Published in final edited form as: J Clin Psychol Med Settings. 2013 Mar;20(1):33–36. doi: 10.1007/s10880-012-9317-0

Recruiting Young Adult Cancer Survivors for Behavioral Research

Carolyn Rabin 1,, Santina Horowitz 2, Bess Marcus 3
PMCID: PMC3541434  NIHMSID: NIHMS410393  PMID: 22810954

Abstract

Young adults have been dramatically underrepresented in cancer survivorship research. One contributing factor is the difficulty recruiting this population. To identify effective recruitment strategies, the current study assessed the yield of strategies used to recruit young survivors for an exercise intervention including: clinic-based recruitment, recruitment at cancer-related events, mailings, telephone-based recruitment, advertising on the internet, radio, television and social networking media, distributing brochures and word-of-mouth referrals. When taking into account the strategies for which we could track the number of survivors approached, recruitment at an oncology clinic was the most productive: 38 % of those approached were screened and 8 % enrolled. When evaluating which strategy yielded the greatest percentage of the sample, however, mailings were the most productive. Given widespread use of the internet and social networking by young adults, investigators should also consider these low-cost recruitment strategies.

Keywords: Young adult, Cancer survivors, Recruitment, Internet


Until recently, young adult cancer survivors—those in their late teens, twenties and thirties—were largely overlooked in clinical settings and rarely the focus of biomedical or psychosocial research. This is unfortunate as approximately 70,000 individuals in their twenties and thirties are diagnosed with cancer each year and these young adults face significant medical and psychosocial challenges (Bleyer, 2006). Many face an increased risk for cardiovascular disease, second cancers, and emotional distress (Burgess et al., 2005; Hewitt & Rowland, 2002; Huddart et al., 2003; Hull, Morris, Pepine, & Mendenhall, 2003; Shapiro & Recht, 2001; Travis et al., 2005). Although they would clearly benefit from research to address their specific medical and psychosocial needs, young adult cancer survivors are dramatically underrepresented in clinical trials and other cancer-related research (Adolescent and Young Adult Oncology Progress Review Group, 2006).

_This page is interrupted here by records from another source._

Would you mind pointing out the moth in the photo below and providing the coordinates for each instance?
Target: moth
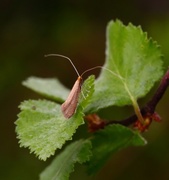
(68, 108)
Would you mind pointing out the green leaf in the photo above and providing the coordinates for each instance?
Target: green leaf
(42, 127)
(110, 140)
(135, 63)
(48, 87)
(63, 164)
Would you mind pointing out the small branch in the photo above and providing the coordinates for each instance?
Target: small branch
(150, 106)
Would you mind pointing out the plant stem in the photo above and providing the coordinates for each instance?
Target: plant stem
(150, 106)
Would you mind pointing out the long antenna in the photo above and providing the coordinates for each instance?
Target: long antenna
(59, 55)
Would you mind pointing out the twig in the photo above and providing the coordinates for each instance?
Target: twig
(150, 106)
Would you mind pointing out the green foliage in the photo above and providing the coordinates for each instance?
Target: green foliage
(63, 165)
(48, 87)
(135, 62)
(42, 127)
(110, 140)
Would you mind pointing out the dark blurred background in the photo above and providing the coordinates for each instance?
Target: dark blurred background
(30, 29)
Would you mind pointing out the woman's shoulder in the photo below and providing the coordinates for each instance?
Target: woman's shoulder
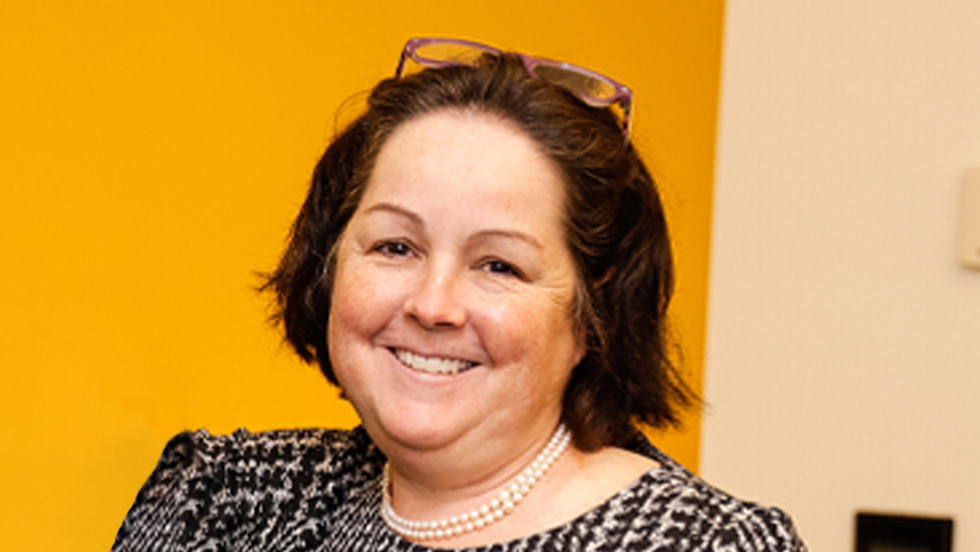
(221, 488)
(692, 514)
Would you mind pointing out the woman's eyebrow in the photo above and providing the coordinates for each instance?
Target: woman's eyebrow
(488, 234)
(396, 209)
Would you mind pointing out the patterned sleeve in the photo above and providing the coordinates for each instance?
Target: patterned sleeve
(757, 529)
(172, 502)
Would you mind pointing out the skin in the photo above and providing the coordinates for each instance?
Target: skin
(457, 253)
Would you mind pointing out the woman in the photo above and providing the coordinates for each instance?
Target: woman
(482, 265)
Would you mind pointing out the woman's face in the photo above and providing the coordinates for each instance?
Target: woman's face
(450, 323)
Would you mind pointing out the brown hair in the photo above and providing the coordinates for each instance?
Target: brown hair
(615, 228)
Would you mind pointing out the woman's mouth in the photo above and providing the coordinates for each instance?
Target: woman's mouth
(432, 365)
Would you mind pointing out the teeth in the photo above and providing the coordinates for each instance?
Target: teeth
(432, 365)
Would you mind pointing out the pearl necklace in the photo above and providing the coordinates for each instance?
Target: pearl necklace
(479, 518)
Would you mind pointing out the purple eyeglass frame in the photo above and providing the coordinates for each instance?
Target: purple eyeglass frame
(622, 96)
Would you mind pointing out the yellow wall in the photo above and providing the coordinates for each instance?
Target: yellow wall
(152, 155)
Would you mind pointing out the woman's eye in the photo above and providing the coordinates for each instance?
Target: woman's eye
(393, 249)
(502, 267)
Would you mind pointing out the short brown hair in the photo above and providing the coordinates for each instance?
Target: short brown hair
(615, 230)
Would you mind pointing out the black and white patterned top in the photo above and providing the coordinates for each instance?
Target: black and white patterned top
(319, 490)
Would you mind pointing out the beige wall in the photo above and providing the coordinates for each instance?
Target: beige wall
(843, 360)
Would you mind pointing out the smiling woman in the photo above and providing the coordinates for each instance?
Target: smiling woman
(482, 265)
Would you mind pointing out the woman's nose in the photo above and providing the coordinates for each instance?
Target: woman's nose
(434, 300)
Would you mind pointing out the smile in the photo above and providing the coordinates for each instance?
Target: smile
(432, 365)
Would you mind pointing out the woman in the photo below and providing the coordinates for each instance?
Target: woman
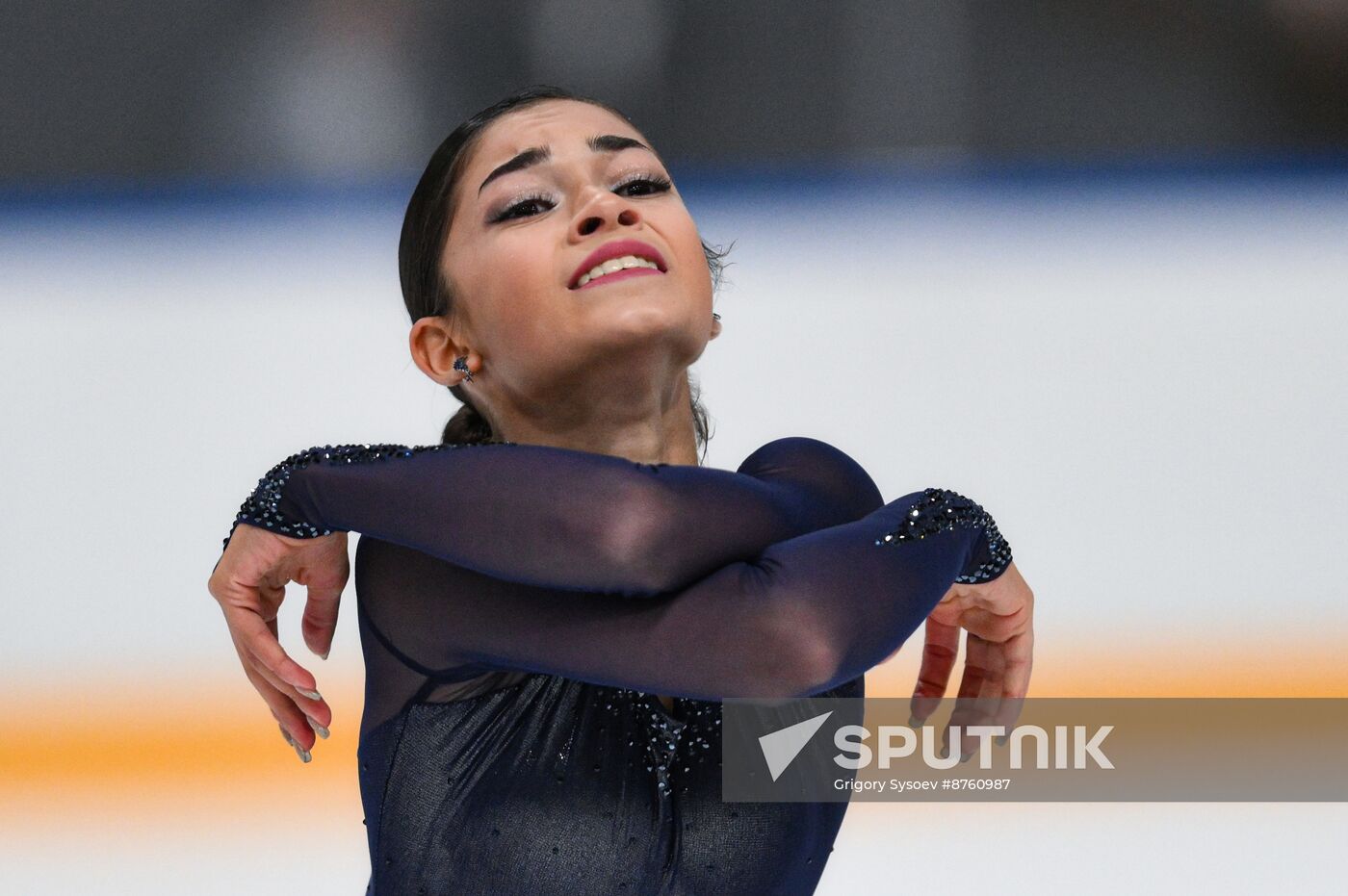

A challenge to conducting research on young adult cancer survivors, however, is the difficulty recruiting this population. As cancer is still a relatively low frequency event among young adults, there are fewer young adult cancer survivors in any one geographic region. In addition, young adults are more mobile than middle-aged and older adults (US Census Bureau, 2006), making it difficult to reach young survivors using the contact information they previously provided to tumor registries or cancer-related organizations. Recruiting young adult cancer survivors through oncology clinics also may be challenging, as young adults are more vulnerable to loss of insurance and interruption in their medical care than older adults (Callahan & Cooper, 2005). Given these potential obstacles to the recruitment strategies often used with cancer survivors, it is unclear how best to access and recruit this population.

In this paper, we report on our efforts to recruit a sample of young adult cancer survivors for a web-based physical activity intervention. Due to the challenges inherent in recruiting this hard-to-reach population, we employed a wide range of strategies (see “Method” section). This exploratory investigation reports on the yield of each recruitment source, during the first year of recruitment.

Method

Participants

After receiving approval from the Miriam Hospital Institutional Review Board, participants were recruited for the Survivors Step into Motion study (May 2009–January 2011). To be eligible for this randomized, controlled pilot study, cancer survivors needed to be between the ages of 18 and 39, diagnosed in the past 10 years, in a cancer remission and sedentary (i.e., performing less than 30 min of moderate-intensity activity twice/week or 20 min of vigorous- intensity activity once/week). Survivors were excluded for any medical or psychiatric conditions that would make participation dangerous or very difficult (e.g., cardiovascular disease). Once a survivor expressed interest in the study, they were screened via telephone by research staff; those who appeared eligible were asked for the name of a physician who could verify that they were in a cancer remission and could safely participate in the study. The strategies used to identify and recruit cancer survivors are described below.

Recruitment Strategies

Mailings

Study brochures were mailed to 735 young adult cancer survivors using contact information obtained from a hospital- based tumor registry and 35 cancer survivors who had participated in prior research studies and indicated an interest in being notified about future studies.

Phone-Based Recruitment

Six young adult cancer survivors receiving care at a local oncology clinic were contacted by phone about the study. Thirteen young adult survivors who had participated in previous research and indicated a willingness to be contacted about future studies were also called.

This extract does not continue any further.